How is it that if you get along with a man, you have a good connection, you assume he’s attracted to you, yet he doesn’t call. Do men just have too much pride to ask a girl out to dinner? Would men rather have their balls taken away, and have a woman ask them out? Would a man rather lose a woman, than to put themselves on the line? Personally I can’t give up a man unless I am fully aware that it is going nowhere. I would rather be face to face rejected, than wonder the what if. Although rejection is something no one ever wants, for me it is somehow refreshing. It helps me move on 2x faster, it helps me realize that obviously theres something wrong with the guy, and it helps me realize that there are plenty of better men out there. Yet men can’t do the same. It baffles me that a man can’t just take a leap of courage to see how the girl is feeling. Obviously I’m not talking to all men, but the majority. Why is it that a woman has more balls than a man?
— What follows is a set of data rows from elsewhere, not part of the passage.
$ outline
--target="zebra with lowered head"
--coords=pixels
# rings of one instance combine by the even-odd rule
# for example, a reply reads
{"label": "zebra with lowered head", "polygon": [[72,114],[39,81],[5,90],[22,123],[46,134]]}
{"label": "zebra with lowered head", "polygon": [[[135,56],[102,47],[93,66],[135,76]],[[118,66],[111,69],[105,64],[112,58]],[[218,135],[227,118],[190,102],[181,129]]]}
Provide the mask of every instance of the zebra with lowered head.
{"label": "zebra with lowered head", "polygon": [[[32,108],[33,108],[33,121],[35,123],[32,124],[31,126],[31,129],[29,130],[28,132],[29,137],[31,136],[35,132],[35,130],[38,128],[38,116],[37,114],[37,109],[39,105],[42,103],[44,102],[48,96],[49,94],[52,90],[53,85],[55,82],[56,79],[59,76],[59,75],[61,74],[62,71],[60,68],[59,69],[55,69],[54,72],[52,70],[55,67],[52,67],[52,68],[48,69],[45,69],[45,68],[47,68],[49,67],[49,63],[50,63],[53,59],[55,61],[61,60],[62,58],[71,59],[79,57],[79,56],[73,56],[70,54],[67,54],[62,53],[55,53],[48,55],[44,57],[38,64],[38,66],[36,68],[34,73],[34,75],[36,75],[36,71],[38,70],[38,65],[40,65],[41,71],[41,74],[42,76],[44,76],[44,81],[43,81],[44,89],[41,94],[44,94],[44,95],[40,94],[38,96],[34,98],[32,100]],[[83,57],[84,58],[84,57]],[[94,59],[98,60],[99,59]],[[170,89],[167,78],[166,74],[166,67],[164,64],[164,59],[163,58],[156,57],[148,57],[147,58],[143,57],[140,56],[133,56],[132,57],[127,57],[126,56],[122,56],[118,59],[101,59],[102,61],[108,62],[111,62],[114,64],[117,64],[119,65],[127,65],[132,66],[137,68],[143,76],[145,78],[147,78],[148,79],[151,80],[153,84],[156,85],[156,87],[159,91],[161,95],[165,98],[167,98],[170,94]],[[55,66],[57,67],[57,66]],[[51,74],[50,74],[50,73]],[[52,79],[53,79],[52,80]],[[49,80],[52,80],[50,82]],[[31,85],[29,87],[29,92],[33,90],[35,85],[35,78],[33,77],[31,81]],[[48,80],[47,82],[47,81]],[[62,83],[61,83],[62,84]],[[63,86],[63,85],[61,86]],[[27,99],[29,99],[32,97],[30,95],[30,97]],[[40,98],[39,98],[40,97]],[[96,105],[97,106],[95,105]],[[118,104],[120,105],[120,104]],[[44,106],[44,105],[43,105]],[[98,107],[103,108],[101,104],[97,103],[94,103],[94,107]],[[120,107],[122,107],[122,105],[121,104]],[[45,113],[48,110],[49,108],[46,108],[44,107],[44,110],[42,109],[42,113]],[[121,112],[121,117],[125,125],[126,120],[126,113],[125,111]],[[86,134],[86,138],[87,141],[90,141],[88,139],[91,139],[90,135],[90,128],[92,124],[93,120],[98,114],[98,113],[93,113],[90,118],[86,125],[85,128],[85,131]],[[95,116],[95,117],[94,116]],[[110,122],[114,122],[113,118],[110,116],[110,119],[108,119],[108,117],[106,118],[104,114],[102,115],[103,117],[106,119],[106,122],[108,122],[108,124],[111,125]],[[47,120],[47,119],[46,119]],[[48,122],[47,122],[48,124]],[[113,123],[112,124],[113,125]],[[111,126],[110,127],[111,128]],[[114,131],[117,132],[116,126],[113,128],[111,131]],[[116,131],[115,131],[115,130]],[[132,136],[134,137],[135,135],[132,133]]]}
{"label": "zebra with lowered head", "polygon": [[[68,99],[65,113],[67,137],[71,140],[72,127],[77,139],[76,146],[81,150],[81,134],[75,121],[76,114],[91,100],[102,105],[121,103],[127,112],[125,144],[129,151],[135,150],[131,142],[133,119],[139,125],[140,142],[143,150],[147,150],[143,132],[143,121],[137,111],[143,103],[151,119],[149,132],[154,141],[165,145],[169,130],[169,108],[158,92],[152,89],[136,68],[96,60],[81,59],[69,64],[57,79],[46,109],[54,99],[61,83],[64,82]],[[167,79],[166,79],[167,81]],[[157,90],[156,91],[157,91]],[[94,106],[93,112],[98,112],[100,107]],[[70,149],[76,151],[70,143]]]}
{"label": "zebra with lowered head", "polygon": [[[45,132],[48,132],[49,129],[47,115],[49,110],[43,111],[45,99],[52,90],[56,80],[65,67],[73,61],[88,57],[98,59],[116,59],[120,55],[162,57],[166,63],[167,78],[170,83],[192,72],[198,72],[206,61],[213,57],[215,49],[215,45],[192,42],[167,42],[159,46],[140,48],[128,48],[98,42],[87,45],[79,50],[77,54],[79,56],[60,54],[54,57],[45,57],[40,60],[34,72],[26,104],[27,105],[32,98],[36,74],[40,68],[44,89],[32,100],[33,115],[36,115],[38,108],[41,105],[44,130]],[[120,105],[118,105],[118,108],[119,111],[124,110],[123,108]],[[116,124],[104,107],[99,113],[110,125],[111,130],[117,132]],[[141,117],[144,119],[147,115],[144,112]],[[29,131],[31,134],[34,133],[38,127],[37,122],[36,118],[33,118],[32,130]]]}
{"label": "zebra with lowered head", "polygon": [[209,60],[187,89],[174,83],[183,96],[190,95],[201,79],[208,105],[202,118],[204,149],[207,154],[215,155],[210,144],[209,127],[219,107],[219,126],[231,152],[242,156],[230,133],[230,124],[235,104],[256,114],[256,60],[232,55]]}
There’s a time in everyones life when you realize that the only person who can’t disappoint you is you. They say that love shouldn’t tear you down, that boys shouldn’t make you hard. You should always be a soft little delicate flower. But after disappointment and disappointment how can one build themselves up again, and be open to love? The rumor that men are afraid of commitment isn’t true, they are terrified. But I don’t think that its because they’re terrified that they’re gonna get hurt or disappointed, its just because they’re afraid of locking down with one person. They’re afraid of being off the market. I don’t know about other women, but I would rather stay with one guy who I laugh with, have great sex with, and enjoy each others company. But somehow guys like to have that and then move on to the next. If you’re having a great time with someone, if you’re sleeping with them, and laughing with them, why would you fuck that up by looking for someone else? Yet they do, men move on like how bees move from flower to flower. So once again, how can that not make us hard? After disappointment and disappointment, eventually you’re just going to assume that no guy is good, that every guy is an asshole, and every guy is the same. Sorry boys, I know some of you enjoy commitment, but if you want us to stop labeling you as an asshole, if you want us to stop labeling you as commitment phobe fuckers, then maybe you should talk to your fellow men. If you want the label to stop, make the men stop. “Not all men” is not an excuse. The worst part is that it hardens us, it makes us stubborn about life and love. Makes it that much harder for a good guy to tear down our walls. So here’s the lesson, if you wanna love, love, but don’t open your heart to every asshole you meet. If you wanna fuck, fuck, but don’t let yourself think its more than fucking. And if you wanna a relationship, find a guy, that is different from every others (if thats’ even possible). Don’t let the disappointments make you hard, don’t let the world take away your innocence.